(742b) The Effect of Selective Fluorination on the Structure and Thermodynamics of Ionic Liquids

A number of molten salts cannot be classified as ionic liquids (ILs) because they are not liquids at or below 100 C. These materials may have interesting or desirable properties however because they remain solids at standard temperatures this is likely to severely restrict their usage in a given process. Lowering the melting points of these materials without significantly affecting their structure or properties, effectively extending their liquidus range, could alleviate this issue helping to facilitate their adoption in a given process.

Recently, it was shown that the addition of different functionalized groups to an IL cation base could have a very substantial effect on the melting point of a given IL class, without significantly affecting its structure. It was concluded that electron withdrawing effects in these groups created polarity within the cations, which could align, lowering the repulsion in these systems leading to a depression in the melting point. Even so, it remains unclear to what extent this method of lowering the melting point can be extended to other, more common ILs.

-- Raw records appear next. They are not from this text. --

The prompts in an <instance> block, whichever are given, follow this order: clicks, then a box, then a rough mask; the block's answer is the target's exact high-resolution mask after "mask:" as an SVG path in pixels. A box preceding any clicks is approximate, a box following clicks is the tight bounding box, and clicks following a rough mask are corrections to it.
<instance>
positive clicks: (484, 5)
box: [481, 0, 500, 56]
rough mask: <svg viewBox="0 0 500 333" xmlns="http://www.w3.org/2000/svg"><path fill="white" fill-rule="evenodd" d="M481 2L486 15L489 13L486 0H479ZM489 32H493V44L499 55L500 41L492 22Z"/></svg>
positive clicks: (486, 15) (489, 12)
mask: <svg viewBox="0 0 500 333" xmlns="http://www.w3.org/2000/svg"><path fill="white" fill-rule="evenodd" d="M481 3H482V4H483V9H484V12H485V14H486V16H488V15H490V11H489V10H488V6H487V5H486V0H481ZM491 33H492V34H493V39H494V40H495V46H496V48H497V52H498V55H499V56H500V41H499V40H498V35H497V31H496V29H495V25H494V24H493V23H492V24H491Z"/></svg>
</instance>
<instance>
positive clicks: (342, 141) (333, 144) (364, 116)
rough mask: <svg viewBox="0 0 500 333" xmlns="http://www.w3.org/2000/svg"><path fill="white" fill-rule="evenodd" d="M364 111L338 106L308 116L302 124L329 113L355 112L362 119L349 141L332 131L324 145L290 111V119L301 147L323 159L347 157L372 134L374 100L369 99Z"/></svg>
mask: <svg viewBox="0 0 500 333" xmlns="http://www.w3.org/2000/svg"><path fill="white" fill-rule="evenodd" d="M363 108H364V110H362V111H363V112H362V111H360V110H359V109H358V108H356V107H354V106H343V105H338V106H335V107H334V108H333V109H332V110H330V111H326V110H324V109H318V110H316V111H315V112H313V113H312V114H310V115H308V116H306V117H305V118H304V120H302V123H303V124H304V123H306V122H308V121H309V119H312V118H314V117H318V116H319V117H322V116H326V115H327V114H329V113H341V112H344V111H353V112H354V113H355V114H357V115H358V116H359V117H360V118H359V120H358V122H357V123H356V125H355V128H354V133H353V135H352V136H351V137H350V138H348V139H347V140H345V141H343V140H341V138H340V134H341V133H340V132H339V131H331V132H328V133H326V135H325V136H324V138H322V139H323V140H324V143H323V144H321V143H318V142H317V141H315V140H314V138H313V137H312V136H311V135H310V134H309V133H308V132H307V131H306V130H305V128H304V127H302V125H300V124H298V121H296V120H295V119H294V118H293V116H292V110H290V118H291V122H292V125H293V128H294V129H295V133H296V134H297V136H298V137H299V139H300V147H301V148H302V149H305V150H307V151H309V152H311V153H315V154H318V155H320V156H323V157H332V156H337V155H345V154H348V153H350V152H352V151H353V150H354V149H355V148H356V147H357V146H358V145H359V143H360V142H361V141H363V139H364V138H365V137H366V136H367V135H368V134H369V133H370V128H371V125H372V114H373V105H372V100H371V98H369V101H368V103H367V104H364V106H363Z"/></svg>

In this talk we present a systematic study of selective fluorination on the structure and thermodynamics of alkylimidazolium and quaternary ammonium-based ionic liquids. By exchanging hydrogen atoms for electronegative fluorine atoms at different positions in the alkyl chains of these ILs, we are able to alter the cation polarity without significantly affecting their steric interactions. Using molecular dynamics simulations, we study in great the effects that positional dependence, chain length and the addition of multiple electronegative sites has on the structure and thermodynamics of these ionic liquids.